Presented by members of the Programming Group.
The Watermelon Woman, Cheryl Dunye, USA, 1996, 90’
The Watermelon Woman has become a classic of feminist cinema. In 1996 Cheryl Dunye became the first African-American lesbian woman to direct a feature film and won the Teddy Award at the Berlinale. She is an essential figure of the New Queer Cinema.
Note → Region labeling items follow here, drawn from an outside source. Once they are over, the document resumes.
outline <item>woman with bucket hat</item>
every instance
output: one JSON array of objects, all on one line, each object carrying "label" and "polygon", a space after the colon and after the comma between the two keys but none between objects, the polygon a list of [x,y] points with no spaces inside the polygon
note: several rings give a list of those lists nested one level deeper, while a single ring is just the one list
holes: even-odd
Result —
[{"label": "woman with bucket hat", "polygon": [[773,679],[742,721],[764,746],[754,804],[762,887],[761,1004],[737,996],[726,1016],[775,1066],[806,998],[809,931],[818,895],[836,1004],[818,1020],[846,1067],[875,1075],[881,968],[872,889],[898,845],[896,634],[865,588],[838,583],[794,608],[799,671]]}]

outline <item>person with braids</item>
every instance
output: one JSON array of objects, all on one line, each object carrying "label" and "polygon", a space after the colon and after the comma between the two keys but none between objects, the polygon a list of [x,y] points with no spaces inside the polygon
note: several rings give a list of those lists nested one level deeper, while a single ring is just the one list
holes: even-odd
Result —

But, who is the Watermelon Woman?
Cheryl, the main character of the film (played by the director), will ask the same question when in the credits of a Hollywood movie of the 40s, instead of the name of the African-American actress who plays the maid the only mention to her is "The Watermelon Woman". Cheryl, who works in a video store surrounded by VHS, will ask the same question again when she sees the credits of another movie where the same thing happens. Cheryl will decide to start researching on that nameless actress and turn that research into her own movie. Autobiography, documentary, fiction, humor, television, experimentation, social issues. There are some elements of Cheryl Dunye's cinema that could already be seen in her first short films called by herself as Dunyementaries. The director explained time ago that one of the things that pushed her to make movies was the willing to find on screen someone like her; and that, as is shown in The Watermelon Woman "sometimes you have to make your own story".
On the twentieth anniversary of the premiere of the film, in 2016, Outfest Legacy Project and UCLA Film & Television Archive restored a copy of the film and it was screened at the Castro Cinemas in San Francisco. Despite the fact that twenty years had passed since its creation, The Watermelon Woman was as groundbreaking as it was then.